Not all memories are great - from the worst: the bastard burglars who trashed our bedroom, and the day the police and their dogs chased other suspected burglars through our garden, to the relatively minor: the Wednesday morning bin-liner devastation wrought by too-friendly neighbourhood foxes and the endless cash expended in pursuit of a fully functioning and legal boiler.

In the digital age memories, good and bad, are so easily captured that you’d think we’d all have less “stuff”. Well, you’d be wrong in my case. Exactly because digital mementos reside within that laptop, iPad or cloud, physical ones have taken on even greater resonance.

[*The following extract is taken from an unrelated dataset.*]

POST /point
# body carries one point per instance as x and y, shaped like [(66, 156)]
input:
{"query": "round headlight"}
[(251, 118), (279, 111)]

Thus, I can’t bear to part with any souvenirs of five years lived in New York, and a previous London life, let alone the last five years. Then there’s holiday “tat”: tickets to Pompeii, the Langkawi turtles, cowboy hats from the Alamo, tea-tins from Thailand. And what about those LUFC and FFC matchday programmes? We haven’t even mentioned clothes!

I used to watch Obsessive Compulsive Hoarders or The Hoarder Next Door with horror, until the girls ever so kindly pointed out that I’ve become that person. But, dear reader, how do you throw out those memories? I can scarcely do the charity shop thing, let alone eBay. I’m in need of real help before Thursday because I am being told, firmly, that “it’s not going to number 9”. Purple fleece from the launch of a previous newspaper anyone? Anyone?